Next step of safecoin algorithm design

This post is about building some more intuition around farm rate and the RFC-0012 farming algorithm.

Rather than talk about farm rate (FR), I’ll use farm divisor (FD) which is 1/FR, since it’s easier to talk about really big numbers than really small numbers.

The reason why FD matters (especially large FD) is it determines a) the rate of reward for vaults and b) the cost of storage. A large FD means cheap storage. But a large FD also means less frequent rewards. So consumers want the largest possible FD, farmers want the smallest possible FD, and hopefully most (or at least some) farmers double as consumers so they have some motivation to resolve the tension between these forces.
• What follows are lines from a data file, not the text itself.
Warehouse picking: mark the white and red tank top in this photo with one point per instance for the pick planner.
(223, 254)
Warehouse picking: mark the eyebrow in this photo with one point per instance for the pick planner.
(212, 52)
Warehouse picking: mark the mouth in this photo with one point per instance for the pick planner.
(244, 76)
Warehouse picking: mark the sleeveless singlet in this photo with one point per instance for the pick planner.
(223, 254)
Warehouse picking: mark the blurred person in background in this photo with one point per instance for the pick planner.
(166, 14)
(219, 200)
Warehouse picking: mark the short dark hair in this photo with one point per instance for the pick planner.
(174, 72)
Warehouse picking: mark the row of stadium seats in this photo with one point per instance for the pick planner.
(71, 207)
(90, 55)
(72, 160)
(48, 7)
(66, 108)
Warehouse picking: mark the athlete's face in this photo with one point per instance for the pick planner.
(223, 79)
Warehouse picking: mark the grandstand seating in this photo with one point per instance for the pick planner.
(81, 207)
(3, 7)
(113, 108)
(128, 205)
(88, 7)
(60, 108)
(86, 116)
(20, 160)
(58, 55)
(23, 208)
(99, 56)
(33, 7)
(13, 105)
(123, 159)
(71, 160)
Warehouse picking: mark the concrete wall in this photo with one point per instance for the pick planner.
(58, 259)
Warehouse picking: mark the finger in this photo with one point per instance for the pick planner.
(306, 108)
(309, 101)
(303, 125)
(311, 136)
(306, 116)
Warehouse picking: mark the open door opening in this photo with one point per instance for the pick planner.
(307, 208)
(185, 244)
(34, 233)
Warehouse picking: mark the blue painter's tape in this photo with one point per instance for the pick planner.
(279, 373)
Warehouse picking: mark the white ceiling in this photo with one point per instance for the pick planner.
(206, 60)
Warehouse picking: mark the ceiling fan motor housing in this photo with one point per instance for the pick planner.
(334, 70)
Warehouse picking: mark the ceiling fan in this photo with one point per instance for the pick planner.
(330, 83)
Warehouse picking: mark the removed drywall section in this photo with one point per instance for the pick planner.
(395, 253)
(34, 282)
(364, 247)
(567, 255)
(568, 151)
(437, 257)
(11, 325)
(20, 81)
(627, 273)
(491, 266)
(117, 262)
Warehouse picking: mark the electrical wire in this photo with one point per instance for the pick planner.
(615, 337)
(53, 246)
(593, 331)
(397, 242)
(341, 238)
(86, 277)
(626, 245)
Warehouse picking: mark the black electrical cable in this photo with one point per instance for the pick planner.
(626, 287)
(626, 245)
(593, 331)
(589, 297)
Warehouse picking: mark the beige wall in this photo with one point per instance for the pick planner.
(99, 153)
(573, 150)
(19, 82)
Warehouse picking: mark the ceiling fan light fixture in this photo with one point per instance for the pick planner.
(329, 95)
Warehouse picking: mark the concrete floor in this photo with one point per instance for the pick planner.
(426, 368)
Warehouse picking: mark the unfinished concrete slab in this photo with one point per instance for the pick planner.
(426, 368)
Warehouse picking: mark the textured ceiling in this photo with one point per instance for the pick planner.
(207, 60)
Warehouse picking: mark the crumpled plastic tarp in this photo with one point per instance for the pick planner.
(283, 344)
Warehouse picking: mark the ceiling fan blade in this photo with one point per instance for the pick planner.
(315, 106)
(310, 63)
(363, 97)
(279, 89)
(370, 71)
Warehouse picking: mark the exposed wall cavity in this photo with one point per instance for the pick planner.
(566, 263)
The FD is proposed to be a 64 bit unsigned int.

The full range of FD is between 0 and 18446744073709551615.

FD is calculated as
total_primary_chunks / (total_primary_chunks - total_sacrificial_chunks),
unless there are a surplus of sacrificial chunks in which case FD is the largest possible value (ie MAX_U64). This is because “we also want to ensure that farming stops if the sacrificial count is greater than or equal to the primary count.” (I think farming should never stop and this should be changed from MAX_U64 to total_primary_chunks).

FD and Storage

To get an idea of how FD might look in real life, consider ‘what would be a realistic very big in-real-life FD?’

Let’s take an existing-but-unrelated very big in-real-life number as an example; bitcoin mining difficulty is currently 923233068449 - that’s about 923 billion.

What would be needed to actually have FD as large as the current bitcoin mining difficulty?

The largest possible FD is to be had when sacrificial chunks are almost (but not exactly) the same as primary chunks, ie TS=TP-1. The formula for maximum FD for a given TP is FD=TP/(TP-(TP-1))=TP

This means to have a really big FD (ie FD = 923B) the section must be storing at least 923B primary chunks and 923B-1 sacrificial chunks.

I’ll assume every chunk is 1MB (not a good assumption but probably true in the end due to cost savings by aggregating several small files into a single full 1MB chunk).

This means the section is storing approx 860 PB of primary chunks (and same again for sacrificial). If the section has 1000 nodes, that’s about 880 TB per vault. Pretty big vaults.

To give an idea how hard it is to have FD=923B, consider if just one less sacrificial chunk is being stored for the entire 860 PB of primary chunks; FD would now be approx 460B, ie half the desired FD. So in reality, storing 860 PB of primary chunks is the bare minimum to get FD=923B, and in reality it would probably require an order of magnitude more storage per section.

FD and Rewards

Rewards are given at an average rate of 1 safecoin after a certain number of requests. If FD is 10, one safecoin is given after approximately every 10th request.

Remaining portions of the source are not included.